You already take your dog to the vet when they’re sick or injured but those opportunities tend to focus mainly on one particular issue. The Check-up is as maintenance. Its more holistic and gives your vet the chance to detect subtle changes in your dog’s overall physical health.
Ideally, your vet should see your dog at least once a year, and more frequently as they get older or if they have special medical needs. These regular visits play a huge part in the ‘prevention is better than cure’ approach; so don’t hold off making the appointment just because your dog seems fit and healthy to you.
If you use the same vet all the time, and get them their regular vaccination shots, this should help you keep some kind of schedule for regular checks.
Your vet will check your dog, including listening to their heart and a lung, running their hands over their abdomen to check for any unusual signs or lumps. They check for skin/coat, eye and ear problems and scanning their microchip to see if it’s all in working order.
Micro-chipping is it important?
Micro-chipping is important for you and your dog, if they ever get lost or stolen.
Most owners do it when your pet is still a puppy, before you start taking them out for walks. But if you haven’t had your dog micro-chipped yet, it’s never too late. The procedure is virtually pain-free and it will give you peace of mind that if your dog does decide to wander off, they can safely return to you by whoever finds them.
Forget about the ridiculous internet and social media campaigns put out by uninformed people or natural therapy hawkers. Dog vaccinations rarely have any negative side effects and can prevent deadly diseases taking hold.
Your vet will send you a reminder when your dog’s vaccination are due or provide you with a puppy vaccination schedule to help you keep-up-to-date. The timing will depend on which vaccination is needed but could include: distemper, leptospirosis, adenovirus, parvovirus (parv) as well as para-influenza and Bordetella (kennel cough).

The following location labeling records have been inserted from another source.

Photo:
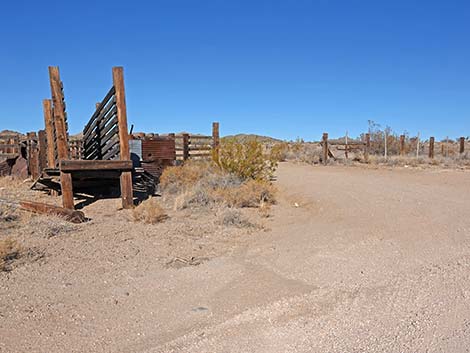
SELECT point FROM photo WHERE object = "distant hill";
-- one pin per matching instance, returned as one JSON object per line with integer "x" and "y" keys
{"x": 251, "y": 137}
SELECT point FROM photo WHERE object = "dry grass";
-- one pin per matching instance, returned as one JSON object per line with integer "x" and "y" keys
{"x": 9, "y": 251}
{"x": 8, "y": 214}
{"x": 233, "y": 218}
{"x": 252, "y": 193}
{"x": 149, "y": 211}
{"x": 214, "y": 187}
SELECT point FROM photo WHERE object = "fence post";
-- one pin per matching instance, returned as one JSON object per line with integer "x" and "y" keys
{"x": 367, "y": 148}
{"x": 124, "y": 151}
{"x": 42, "y": 145}
{"x": 417, "y": 146}
{"x": 402, "y": 145}
{"x": 431, "y": 147}
{"x": 386, "y": 147}
{"x": 325, "y": 148}
{"x": 185, "y": 147}
{"x": 215, "y": 141}
{"x": 49, "y": 122}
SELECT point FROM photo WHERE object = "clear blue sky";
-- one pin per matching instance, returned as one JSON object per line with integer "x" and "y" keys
{"x": 282, "y": 68}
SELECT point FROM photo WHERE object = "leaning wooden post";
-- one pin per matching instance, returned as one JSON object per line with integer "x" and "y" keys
{"x": 325, "y": 148}
{"x": 185, "y": 147}
{"x": 367, "y": 148}
{"x": 49, "y": 123}
{"x": 386, "y": 145}
{"x": 431, "y": 147}
{"x": 124, "y": 152}
{"x": 42, "y": 145}
{"x": 215, "y": 141}
{"x": 61, "y": 135}
{"x": 402, "y": 145}
{"x": 417, "y": 146}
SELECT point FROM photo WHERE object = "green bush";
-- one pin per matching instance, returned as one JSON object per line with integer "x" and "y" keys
{"x": 247, "y": 160}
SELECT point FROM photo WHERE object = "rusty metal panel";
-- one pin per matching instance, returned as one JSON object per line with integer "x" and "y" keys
{"x": 158, "y": 148}
{"x": 158, "y": 153}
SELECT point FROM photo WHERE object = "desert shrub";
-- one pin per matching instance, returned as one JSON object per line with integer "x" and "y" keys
{"x": 9, "y": 250}
{"x": 149, "y": 211}
{"x": 247, "y": 160}
{"x": 175, "y": 179}
{"x": 215, "y": 186}
{"x": 233, "y": 218}
{"x": 252, "y": 193}
{"x": 8, "y": 214}
{"x": 280, "y": 151}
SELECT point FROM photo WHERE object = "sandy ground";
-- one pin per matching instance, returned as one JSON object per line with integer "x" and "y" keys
{"x": 369, "y": 261}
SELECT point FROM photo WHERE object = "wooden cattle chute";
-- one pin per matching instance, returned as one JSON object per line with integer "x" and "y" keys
{"x": 103, "y": 156}
{"x": 193, "y": 146}
{"x": 9, "y": 145}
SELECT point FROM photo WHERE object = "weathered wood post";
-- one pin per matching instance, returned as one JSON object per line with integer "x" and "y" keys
{"x": 49, "y": 123}
{"x": 431, "y": 147}
{"x": 386, "y": 145}
{"x": 185, "y": 147}
{"x": 367, "y": 148}
{"x": 33, "y": 155}
{"x": 61, "y": 135}
{"x": 42, "y": 145}
{"x": 325, "y": 148}
{"x": 417, "y": 146}
{"x": 124, "y": 151}
{"x": 215, "y": 141}
{"x": 402, "y": 145}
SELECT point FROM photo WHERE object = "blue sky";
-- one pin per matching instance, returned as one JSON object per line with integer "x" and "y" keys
{"x": 282, "y": 68}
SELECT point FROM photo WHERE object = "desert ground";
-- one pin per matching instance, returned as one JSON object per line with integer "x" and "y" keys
{"x": 351, "y": 259}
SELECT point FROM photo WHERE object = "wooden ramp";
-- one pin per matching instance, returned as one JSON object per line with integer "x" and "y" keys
{"x": 106, "y": 166}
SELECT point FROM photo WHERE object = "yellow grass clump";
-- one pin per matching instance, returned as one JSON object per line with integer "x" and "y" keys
{"x": 9, "y": 250}
{"x": 149, "y": 211}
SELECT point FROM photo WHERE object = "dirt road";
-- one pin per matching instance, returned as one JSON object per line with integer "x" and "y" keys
{"x": 354, "y": 260}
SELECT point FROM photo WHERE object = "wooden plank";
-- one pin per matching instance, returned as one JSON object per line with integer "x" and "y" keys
{"x": 185, "y": 146}
{"x": 100, "y": 108}
{"x": 431, "y": 147}
{"x": 402, "y": 145}
{"x": 59, "y": 113}
{"x": 325, "y": 147}
{"x": 124, "y": 152}
{"x": 74, "y": 165}
{"x": 67, "y": 190}
{"x": 69, "y": 215}
{"x": 367, "y": 148}
{"x": 99, "y": 121}
{"x": 42, "y": 144}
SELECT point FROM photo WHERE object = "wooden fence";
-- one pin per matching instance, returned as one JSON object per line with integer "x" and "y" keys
{"x": 195, "y": 146}
{"x": 93, "y": 163}
{"x": 404, "y": 147}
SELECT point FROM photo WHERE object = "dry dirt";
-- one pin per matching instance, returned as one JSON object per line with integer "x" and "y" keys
{"x": 353, "y": 260}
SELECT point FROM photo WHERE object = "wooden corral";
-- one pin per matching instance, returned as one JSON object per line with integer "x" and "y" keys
{"x": 102, "y": 159}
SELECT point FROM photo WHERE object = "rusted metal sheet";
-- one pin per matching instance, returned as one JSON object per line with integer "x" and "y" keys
{"x": 157, "y": 153}
{"x": 158, "y": 148}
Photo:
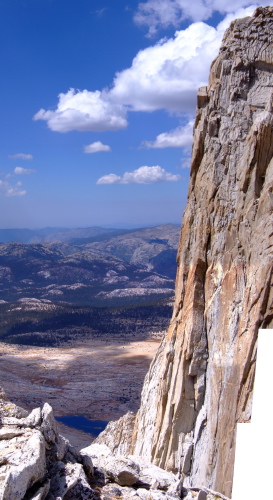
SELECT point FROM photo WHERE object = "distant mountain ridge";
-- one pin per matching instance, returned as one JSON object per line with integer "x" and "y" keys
{"x": 108, "y": 268}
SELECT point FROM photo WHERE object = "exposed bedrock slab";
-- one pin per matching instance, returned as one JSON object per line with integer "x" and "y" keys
{"x": 200, "y": 383}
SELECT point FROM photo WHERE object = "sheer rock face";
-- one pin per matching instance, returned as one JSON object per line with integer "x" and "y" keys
{"x": 200, "y": 384}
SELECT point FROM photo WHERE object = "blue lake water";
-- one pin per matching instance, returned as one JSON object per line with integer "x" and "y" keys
{"x": 83, "y": 424}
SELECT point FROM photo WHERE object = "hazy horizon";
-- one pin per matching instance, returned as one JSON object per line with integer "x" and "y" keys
{"x": 98, "y": 107}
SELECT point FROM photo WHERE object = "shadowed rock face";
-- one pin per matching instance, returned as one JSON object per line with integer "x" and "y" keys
{"x": 201, "y": 384}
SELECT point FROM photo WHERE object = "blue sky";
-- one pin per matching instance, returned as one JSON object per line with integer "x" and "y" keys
{"x": 98, "y": 102}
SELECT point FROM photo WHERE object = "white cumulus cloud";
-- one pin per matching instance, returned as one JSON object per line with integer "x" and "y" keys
{"x": 95, "y": 147}
{"x": 84, "y": 110}
{"x": 23, "y": 171}
{"x": 8, "y": 190}
{"x": 180, "y": 137}
{"x": 21, "y": 156}
{"x": 142, "y": 175}
{"x": 163, "y": 76}
{"x": 156, "y": 14}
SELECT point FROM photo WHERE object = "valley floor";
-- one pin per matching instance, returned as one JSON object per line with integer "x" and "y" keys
{"x": 98, "y": 377}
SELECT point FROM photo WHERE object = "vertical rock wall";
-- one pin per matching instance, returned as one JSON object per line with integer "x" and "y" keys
{"x": 200, "y": 384}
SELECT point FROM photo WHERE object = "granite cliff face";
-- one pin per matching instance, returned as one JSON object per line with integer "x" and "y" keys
{"x": 200, "y": 383}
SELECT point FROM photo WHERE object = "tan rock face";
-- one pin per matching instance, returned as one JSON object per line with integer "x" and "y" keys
{"x": 201, "y": 384}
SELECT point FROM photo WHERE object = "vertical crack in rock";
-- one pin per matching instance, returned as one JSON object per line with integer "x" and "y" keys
{"x": 201, "y": 382}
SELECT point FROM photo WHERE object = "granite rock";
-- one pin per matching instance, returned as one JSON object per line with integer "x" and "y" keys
{"x": 200, "y": 383}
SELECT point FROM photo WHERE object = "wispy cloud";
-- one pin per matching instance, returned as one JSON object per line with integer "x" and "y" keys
{"x": 23, "y": 171}
{"x": 21, "y": 156}
{"x": 8, "y": 190}
{"x": 180, "y": 137}
{"x": 96, "y": 147}
{"x": 158, "y": 14}
{"x": 142, "y": 175}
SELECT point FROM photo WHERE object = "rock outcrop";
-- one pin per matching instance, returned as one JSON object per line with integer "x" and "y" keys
{"x": 200, "y": 383}
{"x": 37, "y": 463}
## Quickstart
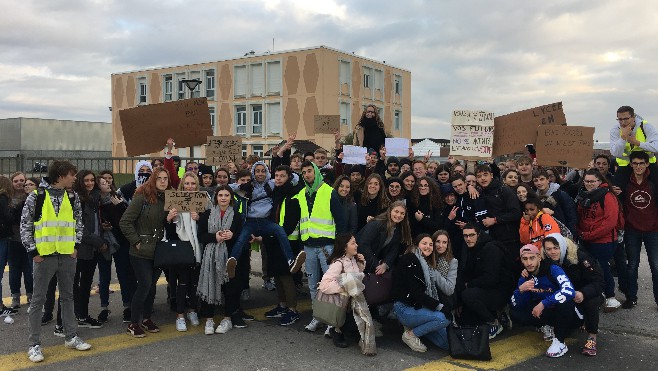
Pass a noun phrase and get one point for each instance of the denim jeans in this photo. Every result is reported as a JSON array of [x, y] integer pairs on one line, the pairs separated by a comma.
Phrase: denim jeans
[[634, 242], [316, 265], [425, 322], [20, 265], [261, 227], [603, 252]]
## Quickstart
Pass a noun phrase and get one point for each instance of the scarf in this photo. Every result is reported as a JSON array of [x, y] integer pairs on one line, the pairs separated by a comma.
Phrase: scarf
[[430, 289], [213, 264]]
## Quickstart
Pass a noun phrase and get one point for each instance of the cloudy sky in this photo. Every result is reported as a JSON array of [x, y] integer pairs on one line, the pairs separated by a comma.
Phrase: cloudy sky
[[56, 56]]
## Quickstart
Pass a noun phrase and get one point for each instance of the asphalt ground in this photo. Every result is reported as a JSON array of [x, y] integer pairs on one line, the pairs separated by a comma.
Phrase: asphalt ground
[[627, 340]]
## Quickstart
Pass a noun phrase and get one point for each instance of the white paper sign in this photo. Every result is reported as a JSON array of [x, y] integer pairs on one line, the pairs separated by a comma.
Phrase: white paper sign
[[398, 147], [354, 155], [472, 134]]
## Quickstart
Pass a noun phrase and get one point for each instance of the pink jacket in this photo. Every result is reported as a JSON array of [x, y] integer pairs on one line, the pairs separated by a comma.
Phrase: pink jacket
[[329, 283]]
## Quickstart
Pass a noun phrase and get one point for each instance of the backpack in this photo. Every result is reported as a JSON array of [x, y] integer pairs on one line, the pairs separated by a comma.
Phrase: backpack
[[41, 198]]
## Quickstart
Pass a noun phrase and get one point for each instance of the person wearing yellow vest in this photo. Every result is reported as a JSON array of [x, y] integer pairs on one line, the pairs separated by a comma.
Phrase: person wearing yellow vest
[[51, 240], [322, 217]]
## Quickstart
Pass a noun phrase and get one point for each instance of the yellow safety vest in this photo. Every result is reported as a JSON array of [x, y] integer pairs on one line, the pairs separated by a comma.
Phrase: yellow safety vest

Behavior treatment and prevention
Use your dog’s annual assessment as an opportunity to discuss any unusual or unsociable behavior your dog’s displaying like excessive barking, biting and chewing
But please note most vets are highly trained in medicine and operations and giving medication, they are not massively trained in nutrition or dog behaviour – unless its a very recent change and is connected to a medical issue. taking your dog for off lead dog walks keeps their weight better managed and has them learn to be less bored and much more social. You can’t substitute anything for time with your dog, outside, off lead.
Your vet may be able to offer you some useful tips or refer you to a trained dog behaviorist. If your dogs is still a puppy, your vet may be also able to tell you about reputable puppy training classes in the area that you can join.
Weight and Body Condition
Obesity is an all-too common problem in dogs, so take the opportunity to weigh your dog on the vets scales as often as you can, and keep a close eye on your furry friend’s body condition by assessing them at home.
If your dog is overweight, there’s plenty you can do to help. Tell to your vet about a diet and exercise plan or find out if your veterinary practice runs a weight loss scheme. Also if f your dog has lost weight since they were last weighed, discuss this with your vet as it could be a sign of a health problem.